China may have recently gained the honor of officially becoming the world's second-largest economy, and with that honor also came some of the spoils -- including the world's most gigantic traffic jam. A 60-mile gridlock extending from Beijing to the reaches of Inner Mongolia. (The latest report say the jam-up has vanished, somehow.)
Perhaps Chinese planners could look south, to Singapore, for ways technology and analytics can help tamp down the likelihood of such incidents.

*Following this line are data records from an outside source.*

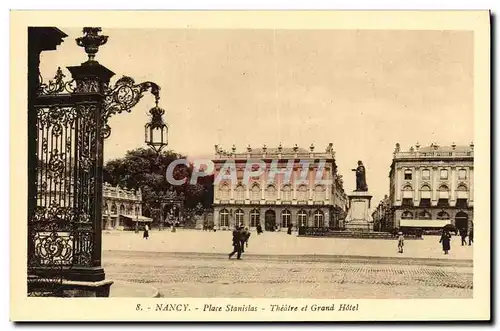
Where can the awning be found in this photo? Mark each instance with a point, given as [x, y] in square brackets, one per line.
[423, 223]
[139, 218]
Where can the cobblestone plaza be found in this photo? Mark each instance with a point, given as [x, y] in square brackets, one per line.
[194, 264]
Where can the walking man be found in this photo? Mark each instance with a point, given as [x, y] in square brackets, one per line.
[471, 236]
[236, 243]
[463, 235]
[245, 235]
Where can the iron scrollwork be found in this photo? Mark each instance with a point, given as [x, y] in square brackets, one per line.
[57, 85]
[123, 97]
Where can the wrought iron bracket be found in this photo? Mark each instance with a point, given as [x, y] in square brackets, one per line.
[123, 97]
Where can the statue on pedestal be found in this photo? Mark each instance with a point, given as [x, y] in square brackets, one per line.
[361, 185]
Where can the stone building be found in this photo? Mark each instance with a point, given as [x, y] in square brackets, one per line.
[382, 215]
[278, 197]
[122, 208]
[432, 185]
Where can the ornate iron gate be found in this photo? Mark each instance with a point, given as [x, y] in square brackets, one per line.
[67, 125]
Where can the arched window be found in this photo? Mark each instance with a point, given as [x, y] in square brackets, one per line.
[286, 218]
[224, 218]
[239, 192]
[239, 217]
[302, 218]
[319, 193]
[319, 219]
[271, 193]
[424, 215]
[407, 192]
[425, 192]
[442, 215]
[256, 193]
[407, 215]
[286, 193]
[302, 193]
[225, 193]
[443, 192]
[254, 217]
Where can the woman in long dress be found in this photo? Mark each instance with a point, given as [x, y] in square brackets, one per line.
[445, 241]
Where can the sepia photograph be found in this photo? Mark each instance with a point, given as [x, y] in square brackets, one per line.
[198, 170]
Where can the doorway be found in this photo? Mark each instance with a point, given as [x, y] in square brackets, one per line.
[270, 219]
[462, 221]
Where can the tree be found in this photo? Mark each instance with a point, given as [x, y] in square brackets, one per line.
[145, 169]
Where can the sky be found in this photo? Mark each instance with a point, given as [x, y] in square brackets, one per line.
[362, 90]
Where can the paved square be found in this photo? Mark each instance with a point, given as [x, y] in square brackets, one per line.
[277, 265]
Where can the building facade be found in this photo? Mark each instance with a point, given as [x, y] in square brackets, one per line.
[121, 208]
[381, 216]
[279, 196]
[431, 184]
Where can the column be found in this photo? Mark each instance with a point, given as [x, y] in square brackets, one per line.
[416, 185]
[471, 185]
[310, 176]
[453, 184]
[399, 180]
[294, 183]
[435, 174]
[216, 218]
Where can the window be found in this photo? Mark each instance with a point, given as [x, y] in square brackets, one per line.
[224, 218]
[407, 215]
[443, 203]
[443, 216]
[302, 218]
[240, 192]
[462, 192]
[286, 218]
[256, 193]
[407, 202]
[461, 203]
[224, 192]
[271, 193]
[424, 215]
[425, 192]
[319, 193]
[254, 218]
[287, 193]
[302, 193]
[239, 217]
[443, 192]
[319, 220]
[407, 192]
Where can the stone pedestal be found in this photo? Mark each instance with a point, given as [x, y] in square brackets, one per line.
[358, 216]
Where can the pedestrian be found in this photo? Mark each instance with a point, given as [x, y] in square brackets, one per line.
[259, 228]
[236, 243]
[445, 241]
[463, 235]
[245, 235]
[401, 242]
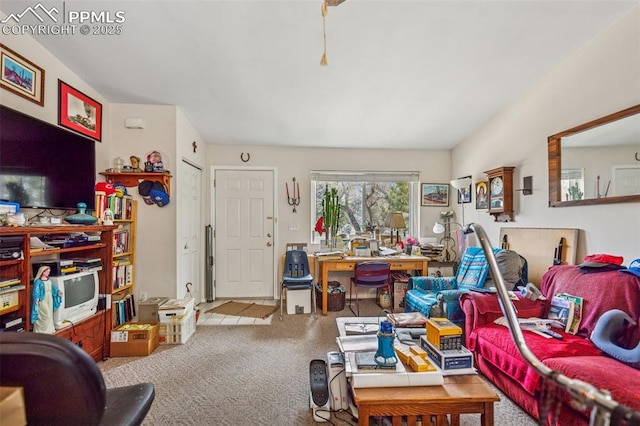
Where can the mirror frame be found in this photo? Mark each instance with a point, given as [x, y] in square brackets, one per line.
[555, 162]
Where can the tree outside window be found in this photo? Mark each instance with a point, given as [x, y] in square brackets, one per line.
[366, 200]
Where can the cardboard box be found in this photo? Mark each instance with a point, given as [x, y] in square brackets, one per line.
[298, 301]
[134, 339]
[449, 360]
[444, 334]
[12, 411]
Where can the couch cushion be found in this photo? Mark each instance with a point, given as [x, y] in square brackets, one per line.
[494, 343]
[601, 292]
[603, 373]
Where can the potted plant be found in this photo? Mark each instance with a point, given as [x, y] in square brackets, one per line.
[331, 215]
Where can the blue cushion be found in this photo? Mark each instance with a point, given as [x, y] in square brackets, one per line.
[607, 330]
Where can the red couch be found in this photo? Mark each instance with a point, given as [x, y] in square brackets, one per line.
[575, 356]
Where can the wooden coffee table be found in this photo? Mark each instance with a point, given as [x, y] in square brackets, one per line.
[458, 395]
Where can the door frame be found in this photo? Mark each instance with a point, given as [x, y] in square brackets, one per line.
[212, 187]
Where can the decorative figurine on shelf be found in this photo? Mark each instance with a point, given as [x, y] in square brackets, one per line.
[107, 217]
[155, 158]
[45, 300]
[135, 163]
[81, 218]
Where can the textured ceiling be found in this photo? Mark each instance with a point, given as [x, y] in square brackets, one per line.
[401, 74]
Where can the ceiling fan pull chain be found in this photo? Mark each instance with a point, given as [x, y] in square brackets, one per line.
[323, 61]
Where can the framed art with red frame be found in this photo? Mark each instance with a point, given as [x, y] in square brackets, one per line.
[21, 76]
[78, 112]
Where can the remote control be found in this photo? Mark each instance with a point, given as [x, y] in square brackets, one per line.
[553, 334]
[318, 382]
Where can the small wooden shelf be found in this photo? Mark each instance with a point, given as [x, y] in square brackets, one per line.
[134, 178]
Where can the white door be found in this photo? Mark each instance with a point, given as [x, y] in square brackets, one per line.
[244, 233]
[190, 269]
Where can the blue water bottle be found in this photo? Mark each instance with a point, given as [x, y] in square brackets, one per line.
[386, 355]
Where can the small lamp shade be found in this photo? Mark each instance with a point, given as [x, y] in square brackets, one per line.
[396, 220]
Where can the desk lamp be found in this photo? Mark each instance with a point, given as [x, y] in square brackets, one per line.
[448, 252]
[395, 220]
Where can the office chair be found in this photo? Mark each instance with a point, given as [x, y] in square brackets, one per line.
[372, 274]
[297, 276]
[63, 385]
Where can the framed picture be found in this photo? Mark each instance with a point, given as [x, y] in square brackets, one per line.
[434, 194]
[21, 76]
[464, 194]
[78, 112]
[482, 201]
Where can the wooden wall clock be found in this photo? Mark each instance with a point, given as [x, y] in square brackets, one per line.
[501, 193]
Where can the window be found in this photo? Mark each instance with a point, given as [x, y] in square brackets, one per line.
[366, 198]
[572, 184]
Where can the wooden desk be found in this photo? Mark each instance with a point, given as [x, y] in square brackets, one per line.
[346, 264]
[458, 395]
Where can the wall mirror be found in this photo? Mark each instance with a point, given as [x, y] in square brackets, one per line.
[597, 162]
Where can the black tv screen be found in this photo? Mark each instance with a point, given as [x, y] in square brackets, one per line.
[43, 165]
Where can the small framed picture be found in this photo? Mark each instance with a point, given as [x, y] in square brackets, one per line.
[482, 201]
[21, 76]
[78, 112]
[434, 194]
[464, 194]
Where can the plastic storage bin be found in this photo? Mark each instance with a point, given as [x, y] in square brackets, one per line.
[298, 301]
[335, 296]
[177, 329]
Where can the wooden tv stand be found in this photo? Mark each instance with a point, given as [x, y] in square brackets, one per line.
[93, 333]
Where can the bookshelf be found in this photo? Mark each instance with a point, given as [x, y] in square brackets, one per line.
[134, 178]
[92, 333]
[124, 251]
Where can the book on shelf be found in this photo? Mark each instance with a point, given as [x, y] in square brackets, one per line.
[9, 282]
[407, 319]
[561, 310]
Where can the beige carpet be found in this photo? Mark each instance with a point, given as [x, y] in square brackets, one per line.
[240, 309]
[247, 375]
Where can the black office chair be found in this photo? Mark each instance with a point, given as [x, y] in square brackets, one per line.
[372, 274]
[63, 385]
[297, 276]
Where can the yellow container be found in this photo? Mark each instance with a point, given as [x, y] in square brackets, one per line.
[443, 334]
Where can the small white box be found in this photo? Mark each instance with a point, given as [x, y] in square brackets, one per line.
[175, 308]
[298, 301]
[178, 329]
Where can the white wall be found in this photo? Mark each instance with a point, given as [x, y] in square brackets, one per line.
[601, 78]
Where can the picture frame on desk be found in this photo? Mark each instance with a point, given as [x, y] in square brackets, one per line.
[78, 112]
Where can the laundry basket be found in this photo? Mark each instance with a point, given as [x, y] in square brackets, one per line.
[335, 296]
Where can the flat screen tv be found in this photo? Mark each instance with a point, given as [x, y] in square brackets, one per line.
[43, 165]
[80, 293]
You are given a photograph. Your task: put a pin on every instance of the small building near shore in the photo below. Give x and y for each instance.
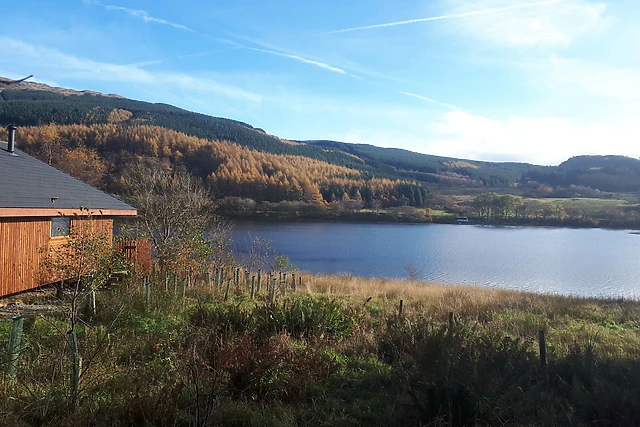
(39, 205)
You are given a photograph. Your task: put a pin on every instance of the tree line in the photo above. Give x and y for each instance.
(100, 155)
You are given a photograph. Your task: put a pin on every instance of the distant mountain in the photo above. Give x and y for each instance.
(32, 104)
(447, 171)
(605, 173)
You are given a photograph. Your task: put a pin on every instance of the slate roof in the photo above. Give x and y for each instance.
(26, 182)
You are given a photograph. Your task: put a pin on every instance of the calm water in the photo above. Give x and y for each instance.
(590, 262)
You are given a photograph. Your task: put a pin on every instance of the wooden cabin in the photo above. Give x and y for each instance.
(39, 205)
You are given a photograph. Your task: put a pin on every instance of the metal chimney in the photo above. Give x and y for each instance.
(11, 139)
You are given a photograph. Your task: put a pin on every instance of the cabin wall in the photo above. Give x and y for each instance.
(24, 243)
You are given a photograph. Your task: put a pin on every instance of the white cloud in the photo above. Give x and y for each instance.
(486, 11)
(63, 65)
(538, 140)
(431, 100)
(140, 14)
(596, 79)
(549, 23)
(299, 59)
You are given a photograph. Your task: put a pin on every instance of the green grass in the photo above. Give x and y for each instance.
(335, 352)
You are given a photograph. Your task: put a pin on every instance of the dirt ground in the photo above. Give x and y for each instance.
(31, 303)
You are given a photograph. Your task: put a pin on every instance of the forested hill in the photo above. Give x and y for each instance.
(34, 104)
(434, 169)
(605, 173)
(25, 107)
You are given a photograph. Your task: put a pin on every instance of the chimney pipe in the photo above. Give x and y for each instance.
(11, 139)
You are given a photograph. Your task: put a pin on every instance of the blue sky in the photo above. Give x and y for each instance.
(500, 80)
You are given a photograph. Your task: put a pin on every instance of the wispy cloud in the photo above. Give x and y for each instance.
(299, 59)
(67, 66)
(549, 24)
(140, 14)
(441, 17)
(271, 49)
(541, 140)
(431, 100)
(596, 79)
(149, 63)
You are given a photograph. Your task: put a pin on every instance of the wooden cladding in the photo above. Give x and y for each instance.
(24, 242)
(21, 250)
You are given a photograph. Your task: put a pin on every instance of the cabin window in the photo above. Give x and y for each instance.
(60, 226)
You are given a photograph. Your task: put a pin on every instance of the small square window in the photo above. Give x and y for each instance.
(60, 226)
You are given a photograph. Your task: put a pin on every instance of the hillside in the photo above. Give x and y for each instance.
(446, 171)
(35, 104)
(605, 173)
(102, 154)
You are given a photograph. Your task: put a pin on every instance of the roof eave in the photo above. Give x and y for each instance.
(51, 212)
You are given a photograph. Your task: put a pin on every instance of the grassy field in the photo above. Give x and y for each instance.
(334, 351)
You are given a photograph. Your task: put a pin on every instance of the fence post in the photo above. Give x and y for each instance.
(147, 294)
(15, 341)
(253, 287)
(72, 341)
(543, 348)
(92, 303)
(259, 281)
(273, 290)
(226, 292)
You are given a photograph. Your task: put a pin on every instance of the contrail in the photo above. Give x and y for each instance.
(141, 14)
(438, 18)
(299, 58)
(431, 100)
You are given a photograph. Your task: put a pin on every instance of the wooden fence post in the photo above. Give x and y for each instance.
(72, 342)
(259, 281)
(226, 293)
(543, 348)
(15, 341)
(92, 303)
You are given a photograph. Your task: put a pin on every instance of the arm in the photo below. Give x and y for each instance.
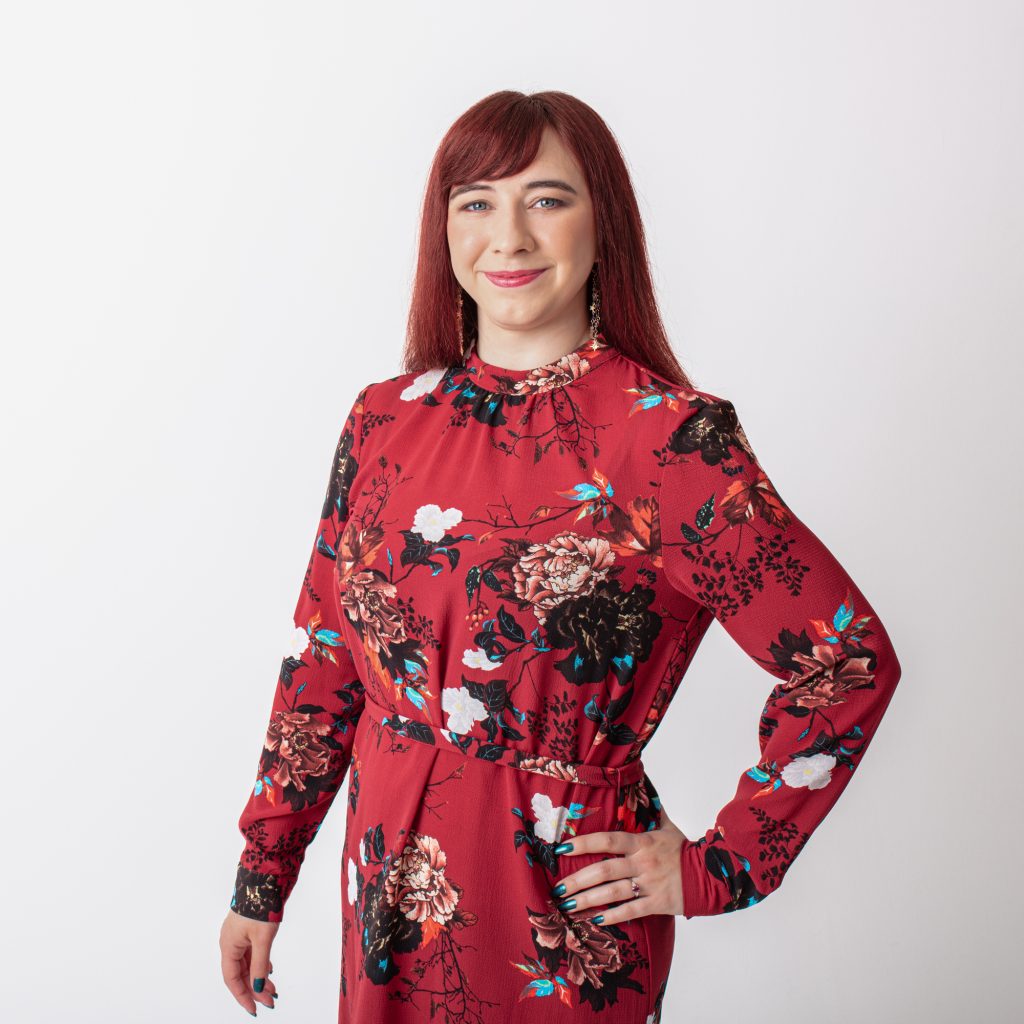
(735, 547)
(316, 705)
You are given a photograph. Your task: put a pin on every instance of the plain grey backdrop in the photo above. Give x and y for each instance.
(209, 215)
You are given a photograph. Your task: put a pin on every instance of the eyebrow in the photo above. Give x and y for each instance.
(545, 183)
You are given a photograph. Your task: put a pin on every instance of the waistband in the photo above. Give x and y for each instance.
(498, 754)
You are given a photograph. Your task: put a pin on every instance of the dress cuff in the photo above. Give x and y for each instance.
(699, 896)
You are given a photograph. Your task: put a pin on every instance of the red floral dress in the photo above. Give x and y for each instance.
(511, 573)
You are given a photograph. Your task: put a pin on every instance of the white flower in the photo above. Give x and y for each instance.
(352, 877)
(298, 641)
(431, 523)
(813, 772)
(423, 384)
(476, 657)
(550, 819)
(462, 708)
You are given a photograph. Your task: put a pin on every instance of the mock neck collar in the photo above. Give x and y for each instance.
(537, 380)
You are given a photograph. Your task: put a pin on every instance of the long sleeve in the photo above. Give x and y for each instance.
(316, 704)
(731, 543)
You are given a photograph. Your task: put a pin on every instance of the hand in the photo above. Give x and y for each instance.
(245, 956)
(650, 857)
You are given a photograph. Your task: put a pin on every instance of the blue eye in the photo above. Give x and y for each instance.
(543, 199)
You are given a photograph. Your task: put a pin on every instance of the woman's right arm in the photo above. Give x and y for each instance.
(316, 704)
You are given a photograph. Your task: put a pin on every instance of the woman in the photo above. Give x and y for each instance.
(524, 539)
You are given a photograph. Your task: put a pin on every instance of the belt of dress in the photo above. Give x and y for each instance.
(485, 752)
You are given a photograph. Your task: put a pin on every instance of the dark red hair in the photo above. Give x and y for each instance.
(497, 137)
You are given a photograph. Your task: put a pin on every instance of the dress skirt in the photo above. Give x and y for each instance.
(448, 868)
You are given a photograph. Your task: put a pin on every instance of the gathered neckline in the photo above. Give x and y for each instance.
(537, 380)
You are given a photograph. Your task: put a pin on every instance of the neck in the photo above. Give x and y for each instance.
(516, 348)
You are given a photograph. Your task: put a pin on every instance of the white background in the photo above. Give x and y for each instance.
(209, 216)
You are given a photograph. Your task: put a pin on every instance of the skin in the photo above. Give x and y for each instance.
(245, 955)
(500, 224)
(505, 224)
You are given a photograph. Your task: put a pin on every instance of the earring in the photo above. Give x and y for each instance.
(595, 305)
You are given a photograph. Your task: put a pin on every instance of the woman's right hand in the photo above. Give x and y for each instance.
(245, 960)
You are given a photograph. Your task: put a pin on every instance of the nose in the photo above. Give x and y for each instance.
(511, 232)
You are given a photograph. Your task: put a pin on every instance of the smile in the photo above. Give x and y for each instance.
(513, 279)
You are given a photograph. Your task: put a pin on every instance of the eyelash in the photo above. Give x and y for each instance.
(551, 199)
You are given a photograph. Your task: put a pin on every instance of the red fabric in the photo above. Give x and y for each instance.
(511, 573)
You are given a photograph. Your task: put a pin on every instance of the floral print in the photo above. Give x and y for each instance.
(510, 577)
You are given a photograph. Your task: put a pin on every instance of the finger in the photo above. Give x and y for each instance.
(616, 889)
(628, 910)
(235, 969)
(600, 872)
(259, 971)
(613, 842)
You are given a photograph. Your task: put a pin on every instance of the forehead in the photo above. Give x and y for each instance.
(553, 161)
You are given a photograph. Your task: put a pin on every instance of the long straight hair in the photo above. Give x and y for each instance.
(497, 137)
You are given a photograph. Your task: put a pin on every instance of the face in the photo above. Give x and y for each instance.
(540, 219)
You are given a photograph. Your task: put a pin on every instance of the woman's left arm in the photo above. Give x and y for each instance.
(730, 542)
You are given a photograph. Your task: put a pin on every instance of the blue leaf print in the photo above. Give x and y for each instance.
(843, 617)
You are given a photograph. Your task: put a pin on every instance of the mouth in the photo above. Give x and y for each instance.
(513, 279)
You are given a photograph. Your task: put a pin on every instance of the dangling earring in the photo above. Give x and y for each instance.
(595, 304)
(458, 321)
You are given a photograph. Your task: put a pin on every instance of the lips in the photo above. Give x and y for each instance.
(513, 279)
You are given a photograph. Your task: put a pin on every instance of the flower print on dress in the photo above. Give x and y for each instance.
(528, 413)
(462, 708)
(410, 906)
(476, 657)
(579, 961)
(551, 819)
(814, 772)
(562, 371)
(423, 384)
(431, 523)
(562, 568)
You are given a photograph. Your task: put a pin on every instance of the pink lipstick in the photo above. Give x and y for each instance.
(513, 279)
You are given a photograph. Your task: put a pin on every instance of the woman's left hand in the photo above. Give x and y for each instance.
(651, 857)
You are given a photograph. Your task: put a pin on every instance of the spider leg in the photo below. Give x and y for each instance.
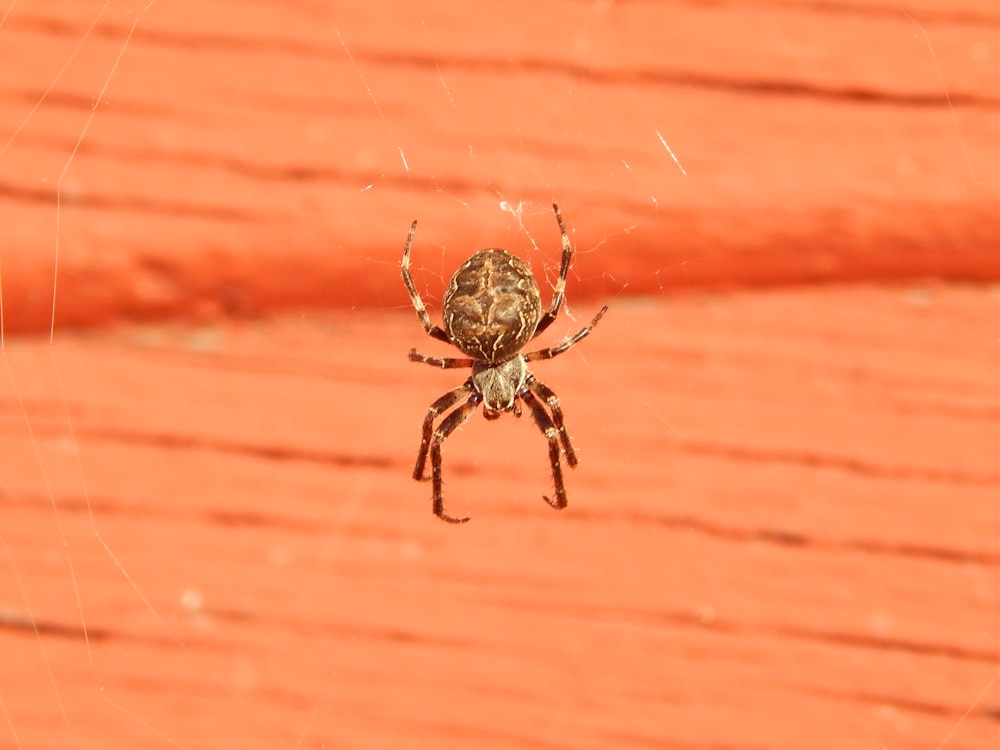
(442, 404)
(560, 290)
(549, 396)
(552, 351)
(448, 426)
(544, 422)
(418, 304)
(445, 363)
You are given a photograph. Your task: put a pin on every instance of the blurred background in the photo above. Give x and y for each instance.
(783, 528)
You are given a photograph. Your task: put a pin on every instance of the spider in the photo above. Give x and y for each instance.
(492, 309)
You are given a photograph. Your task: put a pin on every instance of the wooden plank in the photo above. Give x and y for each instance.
(242, 157)
(784, 526)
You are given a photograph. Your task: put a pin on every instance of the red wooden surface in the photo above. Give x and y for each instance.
(783, 531)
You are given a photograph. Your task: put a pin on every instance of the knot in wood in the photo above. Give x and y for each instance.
(492, 306)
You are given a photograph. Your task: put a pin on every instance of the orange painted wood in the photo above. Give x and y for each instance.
(248, 156)
(783, 531)
(784, 526)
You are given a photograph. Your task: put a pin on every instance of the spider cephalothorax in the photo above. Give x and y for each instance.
(491, 310)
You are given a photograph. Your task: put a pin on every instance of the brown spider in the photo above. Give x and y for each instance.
(491, 310)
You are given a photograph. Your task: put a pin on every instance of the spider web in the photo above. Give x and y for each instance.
(58, 618)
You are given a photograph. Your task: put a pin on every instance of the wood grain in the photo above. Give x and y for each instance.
(241, 157)
(784, 526)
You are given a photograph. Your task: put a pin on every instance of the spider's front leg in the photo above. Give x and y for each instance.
(444, 403)
(448, 425)
(545, 424)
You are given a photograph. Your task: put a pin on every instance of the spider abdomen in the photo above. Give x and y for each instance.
(492, 306)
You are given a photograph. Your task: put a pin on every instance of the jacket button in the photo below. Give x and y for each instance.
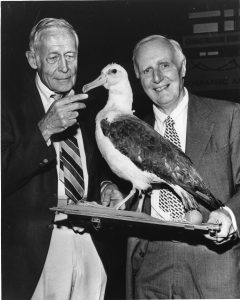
(50, 227)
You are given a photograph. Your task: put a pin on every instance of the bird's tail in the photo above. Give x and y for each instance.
(206, 198)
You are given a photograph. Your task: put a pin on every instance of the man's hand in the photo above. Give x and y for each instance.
(111, 196)
(61, 115)
(221, 216)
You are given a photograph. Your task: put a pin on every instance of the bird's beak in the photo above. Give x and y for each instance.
(101, 80)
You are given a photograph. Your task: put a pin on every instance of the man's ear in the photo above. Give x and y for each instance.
(31, 57)
(183, 68)
(136, 70)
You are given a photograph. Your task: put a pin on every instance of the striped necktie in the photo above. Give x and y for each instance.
(167, 203)
(71, 172)
(71, 165)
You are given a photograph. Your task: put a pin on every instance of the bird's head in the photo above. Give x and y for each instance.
(111, 75)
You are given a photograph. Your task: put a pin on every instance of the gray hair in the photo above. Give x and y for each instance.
(176, 46)
(45, 24)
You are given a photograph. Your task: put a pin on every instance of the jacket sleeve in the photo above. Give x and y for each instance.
(234, 202)
(24, 151)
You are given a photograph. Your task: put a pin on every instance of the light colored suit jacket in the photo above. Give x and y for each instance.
(213, 145)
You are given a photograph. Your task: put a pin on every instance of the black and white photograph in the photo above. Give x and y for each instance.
(120, 149)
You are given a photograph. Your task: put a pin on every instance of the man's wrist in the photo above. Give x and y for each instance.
(232, 216)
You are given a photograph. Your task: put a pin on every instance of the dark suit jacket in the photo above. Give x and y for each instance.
(213, 144)
(29, 189)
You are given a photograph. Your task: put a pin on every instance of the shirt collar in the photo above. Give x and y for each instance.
(43, 89)
(161, 117)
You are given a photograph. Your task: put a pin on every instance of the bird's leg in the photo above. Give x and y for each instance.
(131, 194)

In Singapore controllers receive real-time data through sensors to model and predict future traffic flows “with 90% accuracy.”
The experiences of Singapore and other cities were examined in a recent report from IBM, which explores how transportation officials are now able to collect real-time data on traffic conditions and instantaneously analyze that data and deploy strategies that minimize delays and congestion. Thanks to the proliferation of data-gathering devices on our roads and recent advances in business analytics -large volumes of data can be quickly synthesized and actionable insights extracted that allow for active management of our transportation networks to keep people moving more efficiently.
New approaches to traffic management is also being developed through crowdsourcing. Witness the current data mining competition being held as part of IEEE International Conference on Data Mining 2010 (ICDM), being held in Sydney, Australia, this December. Sponsored by TomTom, the competition, which closes September 6th for entries, seeks solutions that enable the "prediction of city traffic based on simulated historical measurements or real-time stream of notifications sent by individual drivers from their GPS navigators." Prizes worth $5,000 will be awarded to the winners.
Contest organizers are asking researchers to devise algorithms that tackle problems of traffic flow prediction, for the purpose of intelligent driver navigation and improved city planning. This may be the only way to untangle the scourge of urban gridlock, organizers say: "Complexity of processes that stand behind traffic flow is so large, that only data mining algorithms - from the domains of structure mining, graph mining, data streams, large-scale and temporal data mining - may bring efficient solutions for these problems."
Readers, if your were asked for ways to prevent 60-mile traffic jams -- or at least keep them to manageable 30-mile gridlocks -- what would you recommend? Is data mining, as ICDM contest organizers suggest, the only way out, or are there other alternatives?